Thromb Res. 2013 Aug 7;
Authors: Gómez Cuervo C, Bisbal Pardo O, Pérez-Jacoiste Asín MA
INTRODUCTION: Venous thromboembolism is a common cause of morbidity and mortality. Although cirrhosis has classically been considered as an acquired bleeding diathesis, there is increasing evidence that rejects the traditional belief that these patients are naturally protected against venous thromboembolism. However, antithrombotic prophylaxis in this setting is still underused. The aim of this review is to assess if the use of heparin in cirrhotic patients is effective in the prevention of venous thromboembolism and whether its use is related to an increase in bleeding episodes.
MATERIAL AND METHODS: We searched in MEDLINE and EMBASE, using the terms "liver cirrhosis", "heparin", "low molecular weight heparin," "venous thrombosis", "deep venous thrombosis", "hemorrhage" and "bleeding". We sought for clinical trials and observational studies performed in patients with liver cirrhosis to evaluate the efficacy or the safety of the heparin. It was used the Mantel-Haenszel method with a random effects model. Odd Ratio was the main measure of effect. The results of the pooled OR and its 95% confidence intervals were expressed in forest plots. The heterogeneity was assessed by the I(2) statistic. The statistical software RevMan was used.

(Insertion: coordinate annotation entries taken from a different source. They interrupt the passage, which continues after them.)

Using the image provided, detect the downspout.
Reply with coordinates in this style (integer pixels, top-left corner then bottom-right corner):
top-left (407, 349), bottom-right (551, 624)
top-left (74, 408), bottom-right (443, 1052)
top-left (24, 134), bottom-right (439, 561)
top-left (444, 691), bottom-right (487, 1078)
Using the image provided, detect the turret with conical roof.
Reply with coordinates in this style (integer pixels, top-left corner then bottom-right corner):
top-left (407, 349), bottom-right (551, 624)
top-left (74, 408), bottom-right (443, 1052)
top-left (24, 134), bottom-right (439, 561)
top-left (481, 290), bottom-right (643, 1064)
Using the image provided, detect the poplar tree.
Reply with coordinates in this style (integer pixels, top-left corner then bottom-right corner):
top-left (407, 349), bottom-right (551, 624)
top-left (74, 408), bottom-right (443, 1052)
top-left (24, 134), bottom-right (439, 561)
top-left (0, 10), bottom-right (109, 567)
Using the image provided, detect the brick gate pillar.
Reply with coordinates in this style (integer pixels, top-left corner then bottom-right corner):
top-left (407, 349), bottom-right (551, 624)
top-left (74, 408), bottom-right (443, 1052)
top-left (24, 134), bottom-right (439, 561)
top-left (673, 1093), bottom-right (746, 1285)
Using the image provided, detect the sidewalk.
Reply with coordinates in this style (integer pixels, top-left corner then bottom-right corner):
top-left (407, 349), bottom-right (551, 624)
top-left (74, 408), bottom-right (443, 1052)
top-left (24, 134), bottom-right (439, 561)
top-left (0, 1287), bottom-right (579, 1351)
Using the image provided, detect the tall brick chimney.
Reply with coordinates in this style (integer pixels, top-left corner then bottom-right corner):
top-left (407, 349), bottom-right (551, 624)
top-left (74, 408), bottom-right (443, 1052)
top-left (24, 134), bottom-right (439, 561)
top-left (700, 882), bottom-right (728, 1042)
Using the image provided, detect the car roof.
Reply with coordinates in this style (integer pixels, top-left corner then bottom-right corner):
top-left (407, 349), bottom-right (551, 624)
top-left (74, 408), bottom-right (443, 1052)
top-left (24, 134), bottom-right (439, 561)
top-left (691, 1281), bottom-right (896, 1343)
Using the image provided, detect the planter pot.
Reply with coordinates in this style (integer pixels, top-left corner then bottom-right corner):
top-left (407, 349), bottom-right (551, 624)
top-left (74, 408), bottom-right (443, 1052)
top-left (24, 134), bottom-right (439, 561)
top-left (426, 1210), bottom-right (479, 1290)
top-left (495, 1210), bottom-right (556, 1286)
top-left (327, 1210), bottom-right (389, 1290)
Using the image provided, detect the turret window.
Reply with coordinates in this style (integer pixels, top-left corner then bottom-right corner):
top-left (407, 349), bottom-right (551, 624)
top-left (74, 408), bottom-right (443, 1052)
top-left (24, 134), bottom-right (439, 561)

RESULTS AND CONCLUSIONS: The current review found that, although the use of heparin was not related to higher rates of bleeding in cirrhotic patients (pooled OR 0.87 95% CI (0.34-2.18)), it doesn´t decrease the risk of venous thromboembolism in patients receiving prophylaxis, with a pooled OR 1.65 95% (0.36 to 7.54). However, further prospective studies are needed to assess this issue.